Son tres grandes heridas las que mantienen al profesor Jesús Neira al borde de la muerte: la primera la forma el conjunto de las que le propinó el demente Antonio Puerta que, sobre andar suelto pese a su peligrosidad como tantos otros perturbados, puso exquisito cuidado, como las mayoría de los enajenados violentos, en no dañarse a sí mismo, sino a los demás, en este caso a su incalificable pareja, que todavía le defiende y actúa no como víctima sino como cómplice o cooperadora necesaria de su propia agresión, y, principalmente, el profesor Neira, que por defenderla recibió de manos del desquiciado una paliza brutal.

La segunda herida se la propinaron en el lugar donde debieron haberle atendido y curado de la primera, en el hospital madrileño donde por desidia cometieron con él la imperdonable negligencia de no someterle al adecuado examen médico de sus graves lesiones.
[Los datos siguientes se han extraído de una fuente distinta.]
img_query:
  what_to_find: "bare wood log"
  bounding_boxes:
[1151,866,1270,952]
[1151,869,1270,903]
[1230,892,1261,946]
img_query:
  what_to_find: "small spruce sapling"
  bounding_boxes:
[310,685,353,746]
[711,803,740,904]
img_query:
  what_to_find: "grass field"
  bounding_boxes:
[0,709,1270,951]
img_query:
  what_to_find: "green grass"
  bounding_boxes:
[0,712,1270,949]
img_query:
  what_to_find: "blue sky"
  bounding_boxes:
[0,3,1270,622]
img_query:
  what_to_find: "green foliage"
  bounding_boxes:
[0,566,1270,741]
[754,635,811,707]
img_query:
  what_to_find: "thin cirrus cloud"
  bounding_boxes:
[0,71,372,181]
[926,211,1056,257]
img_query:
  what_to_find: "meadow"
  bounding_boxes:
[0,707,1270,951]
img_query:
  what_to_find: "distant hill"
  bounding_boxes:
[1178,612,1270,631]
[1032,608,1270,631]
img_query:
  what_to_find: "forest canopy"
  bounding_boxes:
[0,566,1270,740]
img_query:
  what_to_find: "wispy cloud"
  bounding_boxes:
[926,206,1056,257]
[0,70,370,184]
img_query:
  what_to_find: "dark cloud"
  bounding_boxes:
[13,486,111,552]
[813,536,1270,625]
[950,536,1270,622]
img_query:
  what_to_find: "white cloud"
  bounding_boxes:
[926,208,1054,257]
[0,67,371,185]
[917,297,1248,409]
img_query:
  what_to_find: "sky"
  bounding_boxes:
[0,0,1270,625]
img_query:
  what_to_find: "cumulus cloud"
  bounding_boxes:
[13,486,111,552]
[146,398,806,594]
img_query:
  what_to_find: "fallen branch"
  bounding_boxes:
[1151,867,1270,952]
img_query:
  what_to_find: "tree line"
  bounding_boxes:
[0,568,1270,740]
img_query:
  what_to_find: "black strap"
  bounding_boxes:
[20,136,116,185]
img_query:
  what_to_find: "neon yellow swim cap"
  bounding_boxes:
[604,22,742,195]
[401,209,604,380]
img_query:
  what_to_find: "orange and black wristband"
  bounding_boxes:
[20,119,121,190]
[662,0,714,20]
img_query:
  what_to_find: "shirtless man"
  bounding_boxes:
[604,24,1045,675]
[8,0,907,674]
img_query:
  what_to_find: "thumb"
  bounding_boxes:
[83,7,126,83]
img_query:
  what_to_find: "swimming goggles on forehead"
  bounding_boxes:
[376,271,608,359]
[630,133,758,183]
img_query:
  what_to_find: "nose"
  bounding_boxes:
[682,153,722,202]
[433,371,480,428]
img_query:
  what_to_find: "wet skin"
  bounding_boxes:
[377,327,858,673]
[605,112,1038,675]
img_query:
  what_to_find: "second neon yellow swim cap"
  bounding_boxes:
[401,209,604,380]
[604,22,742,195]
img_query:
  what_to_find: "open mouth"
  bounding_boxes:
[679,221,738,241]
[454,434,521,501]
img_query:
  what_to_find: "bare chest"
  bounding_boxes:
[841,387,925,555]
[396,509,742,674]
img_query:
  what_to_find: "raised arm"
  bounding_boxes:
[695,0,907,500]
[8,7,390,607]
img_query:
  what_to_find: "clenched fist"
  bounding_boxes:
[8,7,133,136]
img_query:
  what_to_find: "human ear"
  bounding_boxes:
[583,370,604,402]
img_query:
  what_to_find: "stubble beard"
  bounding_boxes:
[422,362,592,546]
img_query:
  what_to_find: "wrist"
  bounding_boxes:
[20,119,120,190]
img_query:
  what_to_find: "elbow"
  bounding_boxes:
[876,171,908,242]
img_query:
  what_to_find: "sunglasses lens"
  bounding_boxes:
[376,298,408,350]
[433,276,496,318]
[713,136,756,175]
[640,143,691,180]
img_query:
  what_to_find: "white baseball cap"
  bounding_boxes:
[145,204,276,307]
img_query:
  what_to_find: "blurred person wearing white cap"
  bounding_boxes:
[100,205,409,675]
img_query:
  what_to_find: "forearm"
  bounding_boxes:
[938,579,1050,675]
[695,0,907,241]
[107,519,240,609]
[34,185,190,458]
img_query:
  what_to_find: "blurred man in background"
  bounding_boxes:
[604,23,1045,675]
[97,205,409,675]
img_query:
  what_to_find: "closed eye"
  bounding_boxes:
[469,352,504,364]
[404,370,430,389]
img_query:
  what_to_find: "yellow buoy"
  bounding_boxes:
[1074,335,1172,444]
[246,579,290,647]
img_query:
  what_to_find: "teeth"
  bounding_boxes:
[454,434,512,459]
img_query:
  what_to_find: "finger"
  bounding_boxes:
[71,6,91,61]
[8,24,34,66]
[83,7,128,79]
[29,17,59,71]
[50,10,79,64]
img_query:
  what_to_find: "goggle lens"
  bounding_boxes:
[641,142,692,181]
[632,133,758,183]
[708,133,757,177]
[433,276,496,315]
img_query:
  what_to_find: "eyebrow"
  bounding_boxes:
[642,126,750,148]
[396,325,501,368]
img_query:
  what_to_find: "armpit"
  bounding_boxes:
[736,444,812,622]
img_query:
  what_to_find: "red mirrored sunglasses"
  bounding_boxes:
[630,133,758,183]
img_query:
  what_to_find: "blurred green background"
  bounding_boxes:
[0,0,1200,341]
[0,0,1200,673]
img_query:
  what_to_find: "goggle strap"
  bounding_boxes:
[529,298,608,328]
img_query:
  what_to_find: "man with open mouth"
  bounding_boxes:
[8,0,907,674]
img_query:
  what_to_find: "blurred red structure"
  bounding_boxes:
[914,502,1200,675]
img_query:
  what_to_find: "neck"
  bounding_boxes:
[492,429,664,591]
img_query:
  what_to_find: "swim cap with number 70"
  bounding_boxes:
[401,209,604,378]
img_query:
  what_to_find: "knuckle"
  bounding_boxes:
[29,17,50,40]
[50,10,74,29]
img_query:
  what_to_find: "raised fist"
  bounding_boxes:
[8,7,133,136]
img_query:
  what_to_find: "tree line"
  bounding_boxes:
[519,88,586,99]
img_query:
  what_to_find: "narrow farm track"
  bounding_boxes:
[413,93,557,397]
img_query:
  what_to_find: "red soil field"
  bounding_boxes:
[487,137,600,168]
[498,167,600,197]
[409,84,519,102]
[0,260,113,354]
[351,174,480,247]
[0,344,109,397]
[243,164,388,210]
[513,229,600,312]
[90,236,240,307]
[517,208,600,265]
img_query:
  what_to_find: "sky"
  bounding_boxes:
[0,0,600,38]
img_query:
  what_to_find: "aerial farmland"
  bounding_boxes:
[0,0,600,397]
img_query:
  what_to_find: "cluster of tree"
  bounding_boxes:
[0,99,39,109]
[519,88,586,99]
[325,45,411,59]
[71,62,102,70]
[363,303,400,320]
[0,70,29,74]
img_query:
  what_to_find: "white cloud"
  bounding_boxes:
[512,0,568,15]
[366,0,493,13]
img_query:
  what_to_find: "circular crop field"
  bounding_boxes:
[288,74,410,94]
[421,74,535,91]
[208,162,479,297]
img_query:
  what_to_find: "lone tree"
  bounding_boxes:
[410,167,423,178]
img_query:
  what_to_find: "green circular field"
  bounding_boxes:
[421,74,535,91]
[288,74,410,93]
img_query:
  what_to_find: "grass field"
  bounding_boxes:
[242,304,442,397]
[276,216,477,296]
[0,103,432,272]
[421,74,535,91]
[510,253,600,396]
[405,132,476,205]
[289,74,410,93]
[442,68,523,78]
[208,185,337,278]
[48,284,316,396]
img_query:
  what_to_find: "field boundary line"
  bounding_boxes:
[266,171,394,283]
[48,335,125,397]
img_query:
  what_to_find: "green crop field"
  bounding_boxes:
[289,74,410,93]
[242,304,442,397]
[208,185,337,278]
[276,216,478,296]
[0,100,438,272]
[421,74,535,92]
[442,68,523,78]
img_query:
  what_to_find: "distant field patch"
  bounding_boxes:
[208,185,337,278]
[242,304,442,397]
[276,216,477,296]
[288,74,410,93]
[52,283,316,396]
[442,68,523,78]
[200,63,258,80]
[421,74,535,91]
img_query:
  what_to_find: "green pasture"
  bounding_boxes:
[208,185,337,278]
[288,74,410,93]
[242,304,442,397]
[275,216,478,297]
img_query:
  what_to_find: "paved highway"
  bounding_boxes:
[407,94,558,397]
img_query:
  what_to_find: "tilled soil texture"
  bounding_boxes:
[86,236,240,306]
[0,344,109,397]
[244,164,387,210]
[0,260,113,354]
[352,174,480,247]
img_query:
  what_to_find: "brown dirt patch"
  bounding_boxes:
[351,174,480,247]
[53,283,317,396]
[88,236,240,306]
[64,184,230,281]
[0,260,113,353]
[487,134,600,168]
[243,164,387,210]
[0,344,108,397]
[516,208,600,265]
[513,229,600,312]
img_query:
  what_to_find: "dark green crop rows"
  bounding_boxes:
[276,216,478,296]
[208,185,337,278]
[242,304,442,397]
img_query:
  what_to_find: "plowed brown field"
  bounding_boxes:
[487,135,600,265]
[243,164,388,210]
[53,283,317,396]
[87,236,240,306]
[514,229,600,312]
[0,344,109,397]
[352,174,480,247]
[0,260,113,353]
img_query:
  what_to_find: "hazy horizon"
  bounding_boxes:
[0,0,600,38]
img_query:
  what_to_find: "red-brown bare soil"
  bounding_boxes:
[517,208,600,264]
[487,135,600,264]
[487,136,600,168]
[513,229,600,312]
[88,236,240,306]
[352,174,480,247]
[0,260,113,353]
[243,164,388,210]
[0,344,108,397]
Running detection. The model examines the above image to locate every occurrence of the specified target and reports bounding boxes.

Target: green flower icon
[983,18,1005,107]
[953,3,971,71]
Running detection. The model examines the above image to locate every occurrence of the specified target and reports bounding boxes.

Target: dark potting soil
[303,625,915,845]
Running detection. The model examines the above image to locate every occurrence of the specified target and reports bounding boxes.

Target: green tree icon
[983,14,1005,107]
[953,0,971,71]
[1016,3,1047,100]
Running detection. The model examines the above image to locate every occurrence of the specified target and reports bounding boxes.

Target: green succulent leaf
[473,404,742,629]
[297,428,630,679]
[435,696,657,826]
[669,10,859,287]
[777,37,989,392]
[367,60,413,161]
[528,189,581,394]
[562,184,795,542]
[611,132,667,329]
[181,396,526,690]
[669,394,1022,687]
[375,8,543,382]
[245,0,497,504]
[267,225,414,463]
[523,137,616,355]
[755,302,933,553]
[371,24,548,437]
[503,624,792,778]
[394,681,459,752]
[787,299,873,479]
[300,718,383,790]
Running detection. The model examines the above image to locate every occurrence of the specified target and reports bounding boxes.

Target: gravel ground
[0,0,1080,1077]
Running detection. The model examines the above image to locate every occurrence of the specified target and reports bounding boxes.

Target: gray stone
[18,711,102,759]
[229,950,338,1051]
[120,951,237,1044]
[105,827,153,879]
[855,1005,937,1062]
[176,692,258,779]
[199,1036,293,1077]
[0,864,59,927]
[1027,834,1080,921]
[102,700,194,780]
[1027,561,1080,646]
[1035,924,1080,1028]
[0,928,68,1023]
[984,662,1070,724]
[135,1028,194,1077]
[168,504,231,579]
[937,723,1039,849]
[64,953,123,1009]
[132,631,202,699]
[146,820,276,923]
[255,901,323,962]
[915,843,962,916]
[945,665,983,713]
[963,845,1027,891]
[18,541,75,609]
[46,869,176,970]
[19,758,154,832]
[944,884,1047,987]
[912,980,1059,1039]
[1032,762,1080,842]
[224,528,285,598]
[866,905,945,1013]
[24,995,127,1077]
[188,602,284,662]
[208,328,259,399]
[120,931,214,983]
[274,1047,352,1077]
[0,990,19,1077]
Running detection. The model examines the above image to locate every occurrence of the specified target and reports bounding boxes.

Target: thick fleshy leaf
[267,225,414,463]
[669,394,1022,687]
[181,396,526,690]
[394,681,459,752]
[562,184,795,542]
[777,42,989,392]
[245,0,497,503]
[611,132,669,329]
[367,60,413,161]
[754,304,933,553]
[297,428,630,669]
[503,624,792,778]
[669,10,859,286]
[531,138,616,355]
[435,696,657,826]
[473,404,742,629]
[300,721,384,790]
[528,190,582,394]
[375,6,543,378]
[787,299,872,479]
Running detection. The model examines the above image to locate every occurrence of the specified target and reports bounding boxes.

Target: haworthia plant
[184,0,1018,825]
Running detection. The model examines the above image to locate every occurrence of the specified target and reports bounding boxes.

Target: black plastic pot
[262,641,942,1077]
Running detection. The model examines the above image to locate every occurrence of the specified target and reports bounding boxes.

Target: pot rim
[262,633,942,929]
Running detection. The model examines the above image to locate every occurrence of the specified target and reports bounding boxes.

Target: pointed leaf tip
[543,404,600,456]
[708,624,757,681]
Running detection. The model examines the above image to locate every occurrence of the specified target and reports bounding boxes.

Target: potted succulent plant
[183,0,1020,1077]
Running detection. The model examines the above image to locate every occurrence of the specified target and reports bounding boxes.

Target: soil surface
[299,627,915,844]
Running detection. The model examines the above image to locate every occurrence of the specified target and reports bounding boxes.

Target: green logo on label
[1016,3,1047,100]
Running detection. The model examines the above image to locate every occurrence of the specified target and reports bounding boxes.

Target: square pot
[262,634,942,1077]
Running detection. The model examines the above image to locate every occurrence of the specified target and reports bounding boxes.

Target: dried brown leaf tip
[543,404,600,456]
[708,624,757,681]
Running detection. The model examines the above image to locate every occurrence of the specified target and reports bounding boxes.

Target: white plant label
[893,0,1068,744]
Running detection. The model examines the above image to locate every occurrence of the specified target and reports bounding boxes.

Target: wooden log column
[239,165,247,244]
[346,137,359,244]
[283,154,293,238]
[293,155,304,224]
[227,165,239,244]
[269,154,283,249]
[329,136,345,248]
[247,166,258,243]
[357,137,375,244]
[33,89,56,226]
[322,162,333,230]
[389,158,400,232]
Y la tercera herida, tan punzante y devastadora como las anteriores aunque ya no la siente el buen profesor por hallarse sumido en el espeso sueño del coma, se la hace la víctima a la que en malahora acudió a socorrer con sus declaraciones exculpatorias del agresor, al que considera una bellísima persona.

Cuando una persona digna de la calificación de persona interviene para detener una agresión no lo hace por simpatía hacia la víctima, a la que no conoce, sino por repulsa a la violencia, por decoro personal y por sentido de la justicia, pero si esa persona va, además, acompañada de su hijo, cual iba don Jesús Neira cuando se hallaron ante la repugnante escena de un hombre apalizando a una mujer, entonces a su acción cívica se añade la obligación de educar al hijo, de instruirle, mediante el ejemplo, en los arcanos del bien y del mal, esto es, en la necesidad de beligerancia contra la violencia y el abuso.

Don Jesús Neira hizo lo que tenía que hacer, pero la "víctima" (entrecomillémoslo, pues, como queda dicho, resultó ser cómplice de los puñetazos que recibía y víctima, en realidad, de sí misma) golpea ahora con su actitud y sus palabras el cuerpo al que se le escapa la vida, y los responsables últimos de la negligencia médica le condecoran. Nunca la bondad, el valor, la rectitud y la decencia recibieron, en un sólo cuerpo, tantos golpes.